“Web e social, numeri dell’odio
sempre più allarmanti”

“Troppo spesso gli individui vengono radicalizzati online consumando materiale d’odio non regolamentato e non filtrato sui social network e poi agiscono. Che si tratti di Pittsburgh, Christchurch, Poway o El Paso, continuiamo a vedere lo stesso scenario omicida che si ripete all’infinito: individui che si radicalizzano in spazi online dedicati a idee estremiste e odiose, la pubblicazione di una sorta di manifesto o di richiamo all’azione, e poi, alla fine, un attacco violento”. 
Sono riflessioni che Jonathan Greenblatt, direttore dell’Anti-Defamation League, affidava a una recente intervista con Pagine Ebraiche. La storica organizzazione americana, in prima linea nella lotta contro odio, razzismo e antisemitismo, si è distinta in questi anni per un’attenzione speciale al mondo del web e a tutte le sue emanazioni. Come nel caso della campagna “Stop hate for profit”, lanciata la scorsa estate, che ha portato alcune tra le più importanti multinazionali a sospendere la propria collaborazione con Facebook e altri colossi social per via della loro acclarata negligenza su questi temi.  

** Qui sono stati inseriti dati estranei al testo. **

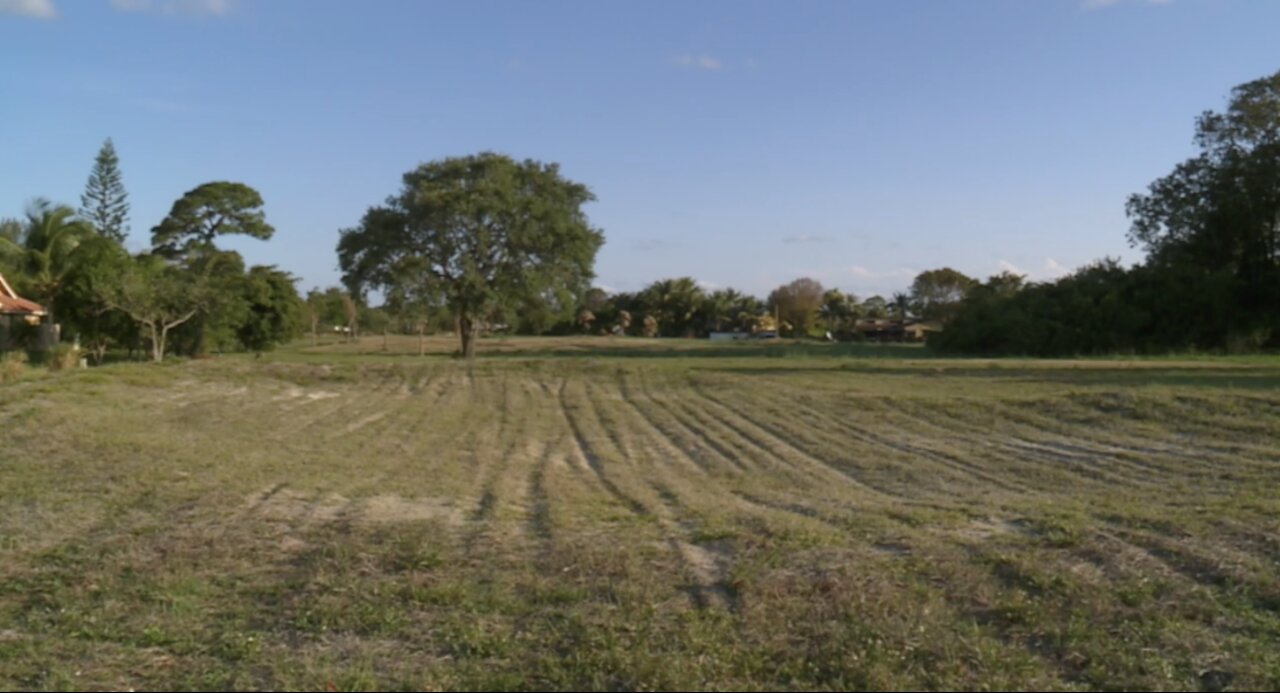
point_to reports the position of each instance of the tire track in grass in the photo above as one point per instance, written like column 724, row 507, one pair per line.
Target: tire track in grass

Sui pericoli dell’online si concentra la nuova indagine condotta da ADL tra gli ebrei americani, interpellati sulla loro percezione dell’antisemitismo in un Paese che, nel recente passato, ha più volte mostrato un volto ostile. Gli attentati alle sinagoghe di Pittsburgh e Poway, rammentate da Greenblatt, ne sono state una dimostrazione eloquente. 
Ad emergere è un quadro inquietante, con il 63% degli interpellati che dichiara di aver subito o testimoniato episodi di pregiudizio antiebraico negli ultimi cinque anni. Il 36% del campione dichiara di essere stato bersaglio di aggressività digitale, con un 13% dei rispondenti che ha visto minacciata la propria incolumità. In netto calo, rispetto alla precedente rilevazione annuale, il numero di chi si è rivolto ai gestori delle piattaforme social con proteste e contestazioni. Segno questo, viene fatto osservare, di una crescente sfiducia nei confronti di chi sarebbe chiamato ad assumersi la responsabilità di intervenire e molto spesso non lo fa. 
Greenblatt ha definito questi dati “allarmanti” e un monito “per tutta la società americana”.